Walt Disney Imagineering has been using the Disney theme parks and resorts as centers for innovation in storytelling for decades, finding interesting ways to create rich experiences that play out across media. And while the team may be better known for joining narrative with animatronics and special effects for rides like the Haunted Mansion, the team has developed a number of more subtle transmedia experiences that experimented with location-based storytelling. For Phineas and Ferb: Agent P’s World Showcase Adventure (previously the Kim Possible World Showcase Adventure), Walt Disney World visitors use a mobile phone to activate a series of clues hidden in Epcot’s architectural design, while Sorcerors of the Magic Kingom uses collectible cards to allow Disney World visitors to battle against Disney villains at magic portals scattered across the resort. And thanks to Walt Disney’s Living Worlds program, you might have the chance to collaborate with the Disney Imagineers on your own great idea.

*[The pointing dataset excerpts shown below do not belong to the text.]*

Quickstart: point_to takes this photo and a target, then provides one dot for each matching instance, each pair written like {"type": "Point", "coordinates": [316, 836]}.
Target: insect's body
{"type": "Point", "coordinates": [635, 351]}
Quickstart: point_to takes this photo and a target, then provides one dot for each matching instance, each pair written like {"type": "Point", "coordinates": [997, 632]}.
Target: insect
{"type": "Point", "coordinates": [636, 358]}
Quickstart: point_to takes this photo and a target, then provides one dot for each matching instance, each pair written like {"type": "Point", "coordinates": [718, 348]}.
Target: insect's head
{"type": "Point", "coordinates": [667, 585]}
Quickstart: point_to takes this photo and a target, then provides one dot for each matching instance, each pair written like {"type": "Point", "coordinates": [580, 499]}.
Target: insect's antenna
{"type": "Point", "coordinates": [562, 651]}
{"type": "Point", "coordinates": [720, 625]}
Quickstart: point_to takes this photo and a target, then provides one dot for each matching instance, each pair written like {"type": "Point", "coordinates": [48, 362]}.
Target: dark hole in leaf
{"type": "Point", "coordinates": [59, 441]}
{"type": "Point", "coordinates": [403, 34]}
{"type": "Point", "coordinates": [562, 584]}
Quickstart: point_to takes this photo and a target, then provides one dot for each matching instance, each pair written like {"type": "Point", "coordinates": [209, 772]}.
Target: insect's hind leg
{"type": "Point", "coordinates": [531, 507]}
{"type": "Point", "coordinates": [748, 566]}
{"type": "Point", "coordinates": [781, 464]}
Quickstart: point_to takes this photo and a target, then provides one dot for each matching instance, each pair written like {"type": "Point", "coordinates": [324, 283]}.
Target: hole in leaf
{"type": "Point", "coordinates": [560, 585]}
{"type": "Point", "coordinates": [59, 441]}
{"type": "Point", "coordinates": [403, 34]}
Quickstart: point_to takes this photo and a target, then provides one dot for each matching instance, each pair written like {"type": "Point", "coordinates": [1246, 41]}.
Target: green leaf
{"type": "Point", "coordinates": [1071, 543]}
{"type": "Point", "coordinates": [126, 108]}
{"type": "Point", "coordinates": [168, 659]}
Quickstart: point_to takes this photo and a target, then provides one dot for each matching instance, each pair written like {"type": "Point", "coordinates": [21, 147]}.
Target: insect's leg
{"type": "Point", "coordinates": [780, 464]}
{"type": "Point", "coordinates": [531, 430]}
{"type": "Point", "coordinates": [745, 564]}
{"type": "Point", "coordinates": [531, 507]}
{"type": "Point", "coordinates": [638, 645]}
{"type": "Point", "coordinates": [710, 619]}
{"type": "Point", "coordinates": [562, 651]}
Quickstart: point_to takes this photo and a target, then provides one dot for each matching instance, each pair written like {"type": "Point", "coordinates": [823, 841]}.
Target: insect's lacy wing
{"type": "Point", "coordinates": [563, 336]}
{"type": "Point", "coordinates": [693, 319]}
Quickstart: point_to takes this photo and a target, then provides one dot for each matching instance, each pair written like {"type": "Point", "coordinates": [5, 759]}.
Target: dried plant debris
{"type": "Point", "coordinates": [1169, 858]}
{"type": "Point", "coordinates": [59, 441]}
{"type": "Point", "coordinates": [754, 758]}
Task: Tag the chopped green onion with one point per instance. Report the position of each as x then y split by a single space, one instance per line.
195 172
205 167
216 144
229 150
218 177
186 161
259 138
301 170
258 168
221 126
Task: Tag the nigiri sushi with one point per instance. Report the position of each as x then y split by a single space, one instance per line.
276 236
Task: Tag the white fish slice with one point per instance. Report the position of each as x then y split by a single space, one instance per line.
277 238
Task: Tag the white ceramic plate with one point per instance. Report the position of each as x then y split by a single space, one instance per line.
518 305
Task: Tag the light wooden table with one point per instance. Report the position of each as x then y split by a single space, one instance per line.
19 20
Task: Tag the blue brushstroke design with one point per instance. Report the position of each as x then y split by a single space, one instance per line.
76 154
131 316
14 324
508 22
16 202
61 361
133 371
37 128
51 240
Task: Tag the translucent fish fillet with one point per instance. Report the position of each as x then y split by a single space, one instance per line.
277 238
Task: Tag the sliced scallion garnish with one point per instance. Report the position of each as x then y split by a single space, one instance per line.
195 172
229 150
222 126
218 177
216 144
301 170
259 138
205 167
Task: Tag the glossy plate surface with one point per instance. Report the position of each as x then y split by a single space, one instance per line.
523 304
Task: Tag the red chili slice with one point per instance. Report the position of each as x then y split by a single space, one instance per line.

Walt Disney Imagineering Research & Development (WDI R&D) announced the Living Worlds program during last month’s StoryWorld Conference as an effort to catalyze and support the growing transmedia community. Interested applicants are tasked with submitting a high-level proposal by December 1st for a location-based narrative experience intended to run for at least two weeks that gives participants the ability to influence the story without costing “more than the GDP of any single nation to mount.” The story cannot use any existing intellectual properties, including Disney properties. During the second round, select participants will be asked to flesh out the concepts into a more developed proposal for consideration.

Scott Trowbridge, Creative Vice President at WDI R&D, says he sees the program as an opportunity for applicants “to gain experience and expertise by giving them an opportunity to produce their work at a professional level.” He adds, “[w]e’re on the cusp of a significant evolution in narrative form. The combination of emerging technologies, societal shifts and audience expectations all combine to make this an exciting time for artists interested in breaking the frames for traditional storytelling.”

While the opportunity to collaborate with Disney Imagineering to realize your dream project is compelling, it’s important to be familiar with the terms and conditions that come attached to the application. While all applicants retain full ownership of their intellectual property, all submissions should be considered public and non-confidential, and applicants grant WDI “a fully paid-up, transferable, non-exclusive, perpetual, worldwide, irrevocable, royalty-free license” to their submissions, along with the right to sub-license the work to third parties. When asked for clarification on the terms, Trowbridge explained that “given that we are engaging [the] artists with the intent to produce their proposal, we must be granted the rights to do so, or in other words, a license to use their creative work, which must be transferable and perpetual.” Trowbridge stressed that WDI R&D would work with artists whose proposals were selected to set up an agreement and working relationship to develop the proposal through to complete concept and potential production.